Fener Rum Patrikhanesi'nin Türkiye nezdinde tanımı, sıkça ve haklı olarak hatırlatıldığı gibi, Lozan Anlaşması ile belirlenmiş bir konudur. Bu konuda yapılacak değişiklik, Lozan Barış Anlaşması'nın yeniden değerlendirilmesi olur. Bunu yapalım deniyorsa açıkça ifade edilmesinde fayda var. İşi dine diyanete kaydırarak halletmeye çalışmanın ne anlamı, ne de imkânı olabilir. Babacan, bu konuya 'tabu' olarak bakmamak gerekir demiş. Bu konu 'tabu' kapsamına girmez. Lozan, bu ülkenin kurucu anlaşmasıdır, dokunulmazlığı tabu olmasından değil, bu noktadadır ve de bu ayrımı en iyi bilmesi gereken makamlardan biri Dışişleri Bakanlığıdır.

Ne acıdır ki, konu bu kadar net ve açık olmakla birlikte, pek çok yazar-çizer tarafından da, din ve vicdan hürriyeti çerçevesinde değerlendirilip, bu çerçevede tartışılıyor. Oysa, Türkiye'de yaşayan Ortodoksların din ve vicdan hürriyetleriyle bu konunun hiçbir alakası yok. Rum vatandaşı hiçbir şekilde eşit görmeyen, Rum vatandaşın ibadet ederken kanunen serbest olsa da, toplumsal baskı altında tedirgin olduğu, en ufak bir gerginlikte 6-7 Eylül'ü hatırlamaktan kurtulamadığı bir ülke olmaktan çıkmayı istemek başka, Fener Rum Partikhanesi'nin siyasal iktidar mücadelesine destek vermek başka. Bir ülkenin okumuş yazmışlarının bu kadar basit bir ayrımı görmezden gelmesini, Patrik'in ekümeniklik iddiasına arka çıkmayı demokratlık saymasını, 'üçüncü dünya demokratlığı'na yormak dışında hiçbir şeklide anlamak mümkün değil.

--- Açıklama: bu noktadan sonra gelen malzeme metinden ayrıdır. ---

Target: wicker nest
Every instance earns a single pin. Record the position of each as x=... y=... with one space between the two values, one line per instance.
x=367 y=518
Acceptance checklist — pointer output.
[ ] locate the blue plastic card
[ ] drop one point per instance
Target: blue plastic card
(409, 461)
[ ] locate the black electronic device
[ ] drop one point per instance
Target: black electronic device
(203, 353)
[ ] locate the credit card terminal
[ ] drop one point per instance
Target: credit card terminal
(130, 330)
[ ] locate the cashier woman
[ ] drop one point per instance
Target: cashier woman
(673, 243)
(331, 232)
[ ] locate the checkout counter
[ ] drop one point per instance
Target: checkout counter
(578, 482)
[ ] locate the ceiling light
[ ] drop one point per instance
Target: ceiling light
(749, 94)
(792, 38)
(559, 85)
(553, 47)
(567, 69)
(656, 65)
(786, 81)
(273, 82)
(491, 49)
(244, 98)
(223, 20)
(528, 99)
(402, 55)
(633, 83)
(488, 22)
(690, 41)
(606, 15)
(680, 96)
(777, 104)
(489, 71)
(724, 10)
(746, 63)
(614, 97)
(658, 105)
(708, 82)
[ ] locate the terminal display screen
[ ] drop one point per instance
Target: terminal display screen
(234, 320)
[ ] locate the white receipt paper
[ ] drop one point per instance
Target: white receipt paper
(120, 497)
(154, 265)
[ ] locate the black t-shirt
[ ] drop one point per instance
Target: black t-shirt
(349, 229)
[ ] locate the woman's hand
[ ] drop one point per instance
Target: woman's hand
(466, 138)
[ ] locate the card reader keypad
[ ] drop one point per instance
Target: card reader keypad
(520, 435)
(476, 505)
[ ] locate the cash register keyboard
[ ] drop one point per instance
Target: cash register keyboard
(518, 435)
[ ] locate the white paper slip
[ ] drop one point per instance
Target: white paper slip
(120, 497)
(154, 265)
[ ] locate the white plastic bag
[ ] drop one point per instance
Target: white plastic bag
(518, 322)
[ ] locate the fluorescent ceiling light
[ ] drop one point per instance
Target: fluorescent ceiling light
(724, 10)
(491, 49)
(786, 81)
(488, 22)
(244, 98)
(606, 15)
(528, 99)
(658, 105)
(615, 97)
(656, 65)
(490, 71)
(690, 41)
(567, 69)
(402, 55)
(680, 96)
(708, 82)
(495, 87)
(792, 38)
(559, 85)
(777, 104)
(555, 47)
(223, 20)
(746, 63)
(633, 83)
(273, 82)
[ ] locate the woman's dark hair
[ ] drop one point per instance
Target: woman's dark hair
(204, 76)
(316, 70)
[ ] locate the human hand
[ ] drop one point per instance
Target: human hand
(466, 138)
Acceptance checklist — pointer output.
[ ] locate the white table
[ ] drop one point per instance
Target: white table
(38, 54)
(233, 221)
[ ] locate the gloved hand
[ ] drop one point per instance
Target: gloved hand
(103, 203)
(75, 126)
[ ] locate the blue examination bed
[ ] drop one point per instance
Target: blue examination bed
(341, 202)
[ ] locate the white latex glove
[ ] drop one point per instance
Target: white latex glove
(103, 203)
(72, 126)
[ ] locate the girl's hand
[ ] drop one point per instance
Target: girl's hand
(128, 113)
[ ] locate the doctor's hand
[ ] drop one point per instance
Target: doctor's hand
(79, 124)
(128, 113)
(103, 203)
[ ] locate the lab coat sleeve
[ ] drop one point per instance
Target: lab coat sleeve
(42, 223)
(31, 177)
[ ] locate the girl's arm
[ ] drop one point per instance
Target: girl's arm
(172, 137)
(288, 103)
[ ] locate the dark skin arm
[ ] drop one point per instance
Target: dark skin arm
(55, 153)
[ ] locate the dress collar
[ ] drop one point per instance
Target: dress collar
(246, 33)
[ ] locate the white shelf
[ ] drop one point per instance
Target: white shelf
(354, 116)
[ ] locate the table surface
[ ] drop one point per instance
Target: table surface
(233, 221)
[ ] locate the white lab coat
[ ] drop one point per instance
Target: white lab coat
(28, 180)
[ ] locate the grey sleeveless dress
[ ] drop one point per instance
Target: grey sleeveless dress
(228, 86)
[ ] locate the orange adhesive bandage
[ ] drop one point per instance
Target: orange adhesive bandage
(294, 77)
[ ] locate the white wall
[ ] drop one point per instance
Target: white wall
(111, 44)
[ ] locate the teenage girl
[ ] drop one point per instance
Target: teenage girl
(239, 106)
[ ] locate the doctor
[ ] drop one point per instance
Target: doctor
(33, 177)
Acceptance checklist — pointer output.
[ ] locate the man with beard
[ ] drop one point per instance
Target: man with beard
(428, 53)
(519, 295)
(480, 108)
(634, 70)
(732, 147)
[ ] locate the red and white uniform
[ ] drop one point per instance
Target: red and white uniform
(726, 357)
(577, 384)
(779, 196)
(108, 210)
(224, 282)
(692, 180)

'Üçüncü dünya demokratlığı' teriminden birçok arkadaşımın rahatsız olduğunu biliyorum. 'Üçüncü dünya' diye bir tabir zaten tedavülden kalktı ve iyi ki de kalktı. Benim 'üçüncü dünya'dan kastettiğim eski sömürge ülkelerinin ezik aydınları ile bizim gibi, kendine, üstün addettikleri Batı'nın gözünden bakıp, kompleks içinde, 'Batılılar bir şey diyorsa vardır bir bildikleri, aksini söylemek taşralılık olur' diye düşünmeye alışmış bir zihniyetin devamı. Bu bakışla, işin içinde bir 'azınlık' konusu olunca, anlayıp dinlemeden desteklemeyi demokratlık saymanın başka bir izahı var mı?

Tüm bunları söylediğim için ulusalcı-devletçi takımına yakınlıkla suçlanacağımı biliyorum. Bu ülkedeki baskıların en az dillendirilmiş olanı, aydın kesimin cemaat baskısıdır. Yok, bunca insanın yaşadığı onca baskının içinde mağduriyetinden şikâyet etmeye değecek bir şey değildir, ama berbat bir şeydir. Ama bununla karşı karşıya gelmeyi göze almadan bir şeyler söylemeye çalışmak bana öteden beri ve artarak daha katlanılmaz geliyor. Bu maskeli balodan, istedikleri kadar ve istedikleri sürece beni mazur görsünler.